自分の顔が好きですか?

山口真美『自分の顔が好きですか? 「顔」の心理学』岩波ジュニア新書、2018


著者は心理学者。顔と心理の関係を研究している。表情の読み取りが何歳くらいからできるのか、そもそもなぜ表情の読み取りができるのか、顔のどこを見ているのか、などなど、いろいろな興味深い問題を考えている。

言うまでもなく、人間は非常に顔にひきつけられているもの。著者は、「顔は磨いていくもの」というし、確かにそういう面はあると思うが、異文化間の顔の美醜判断の一致率は90%あるという研究を紹介しており、顔の美醜は遺伝であるとものべられている(ただし女性のみ)。
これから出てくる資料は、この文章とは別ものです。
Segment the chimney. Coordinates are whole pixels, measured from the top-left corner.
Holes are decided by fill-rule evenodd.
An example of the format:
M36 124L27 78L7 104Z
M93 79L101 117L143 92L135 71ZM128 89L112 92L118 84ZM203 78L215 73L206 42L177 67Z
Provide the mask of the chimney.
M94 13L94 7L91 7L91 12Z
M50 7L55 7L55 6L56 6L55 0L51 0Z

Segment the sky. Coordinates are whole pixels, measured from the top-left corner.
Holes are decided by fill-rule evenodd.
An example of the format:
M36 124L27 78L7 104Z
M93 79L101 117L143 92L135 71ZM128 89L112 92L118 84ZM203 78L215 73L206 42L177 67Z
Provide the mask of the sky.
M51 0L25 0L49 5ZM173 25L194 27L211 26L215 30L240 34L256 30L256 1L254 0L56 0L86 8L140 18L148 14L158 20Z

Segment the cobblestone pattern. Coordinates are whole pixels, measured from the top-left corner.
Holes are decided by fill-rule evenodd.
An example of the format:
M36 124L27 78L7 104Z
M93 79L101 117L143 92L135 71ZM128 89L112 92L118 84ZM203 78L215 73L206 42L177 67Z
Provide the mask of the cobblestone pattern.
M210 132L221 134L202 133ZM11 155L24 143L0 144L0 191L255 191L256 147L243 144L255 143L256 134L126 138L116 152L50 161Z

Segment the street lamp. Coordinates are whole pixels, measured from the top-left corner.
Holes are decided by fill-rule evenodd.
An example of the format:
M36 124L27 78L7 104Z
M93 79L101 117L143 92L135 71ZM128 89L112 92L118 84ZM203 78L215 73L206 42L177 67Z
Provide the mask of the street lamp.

子供っぽい顔は、「かわいく」見える。大きな頭、大きな頭蓋重量、大きく下方にある目、ふくらんだ頬、太く短い手足、弾力性のある肌、不器用な動き、つまり子供、赤ん坊の特徴を残しているのが「かわいい」こと。子供を保護するのは、人としての生物的な性質だから、この要素をもっている人の印象がよくなる。アイドルの歌が外れていてもいいのは、この理屈。アジア人が若くみえるのもこれ。

いろいろと勉強になることが多い。これを利用して顔を改造できるのかどうかはまた別だが。